Bien que les deux pays soient officiellement en état de guerre, la frontière israélo-syrienne était considérée jusqu'à présent comme la frontière la plus calme depuis la fin de la guerre de Kippour en 1973.

Mais, selon l'analyste militaire du Yedioth Aharonot, "les Syriens et le Hezbollah veulent entraîner Israël dans une guerre d'usure à la frontière nord au moment et au rythme qu'ils imposent".

"Il y a un nombre croissant d'attaques dans la zone frontalière et nous devons nous y préparer", a déclaré mardi le lieutenant-colonel Peter Lerner après l'attaque contre les parachutistes.

Il n'a cependant pas été mesure de dire si le Hezbollah était responsable de l'attentat de mardi.

Les quatre parachutistes israéliens ont été blessés par l'explosion d'une bombe au passage de leur jeep dans la partie du plateau du Golan occupée par Israël, près de la ligne de cessez-le-feu avec la Syrie.

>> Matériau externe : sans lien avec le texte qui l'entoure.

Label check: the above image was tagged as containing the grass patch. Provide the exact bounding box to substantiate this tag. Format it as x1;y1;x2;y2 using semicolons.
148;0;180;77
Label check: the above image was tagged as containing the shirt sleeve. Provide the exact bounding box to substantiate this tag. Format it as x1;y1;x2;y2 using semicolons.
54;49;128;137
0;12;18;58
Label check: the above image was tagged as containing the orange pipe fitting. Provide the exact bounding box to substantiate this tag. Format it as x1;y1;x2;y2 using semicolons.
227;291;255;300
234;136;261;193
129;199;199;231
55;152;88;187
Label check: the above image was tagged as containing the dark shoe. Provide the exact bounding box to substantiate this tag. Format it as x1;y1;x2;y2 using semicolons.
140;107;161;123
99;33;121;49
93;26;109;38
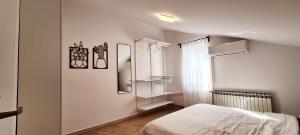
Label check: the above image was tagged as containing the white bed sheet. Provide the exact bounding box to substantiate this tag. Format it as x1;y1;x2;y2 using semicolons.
140;104;299;135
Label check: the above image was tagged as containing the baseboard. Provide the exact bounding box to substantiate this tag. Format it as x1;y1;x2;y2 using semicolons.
65;104;184;135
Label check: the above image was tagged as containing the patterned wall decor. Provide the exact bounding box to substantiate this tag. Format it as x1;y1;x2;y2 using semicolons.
69;41;89;69
93;42;108;69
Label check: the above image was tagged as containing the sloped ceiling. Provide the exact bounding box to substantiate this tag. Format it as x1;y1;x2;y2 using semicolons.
71;0;300;47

L'artillerie israélienne avait rapidement riposté en visant des positions de l'armée syrienne et Israël avait informé la Force des Nations unies chargée de superviser le cessez-le-feu en place depuis 1974 sur les hauteurs du Golan (FNUOD) de la "gravité" de l'incident.

La situation sur les hauteurs du Golan est tendue depuis le début de la guerre civile en Syrie en 2011, mais les incidents sont restés jusqu'à présent relativement mineurs, se limitant à des tirs à l'arme légère ou au mortier auxquels l'armée israélienne a généralement répliqué.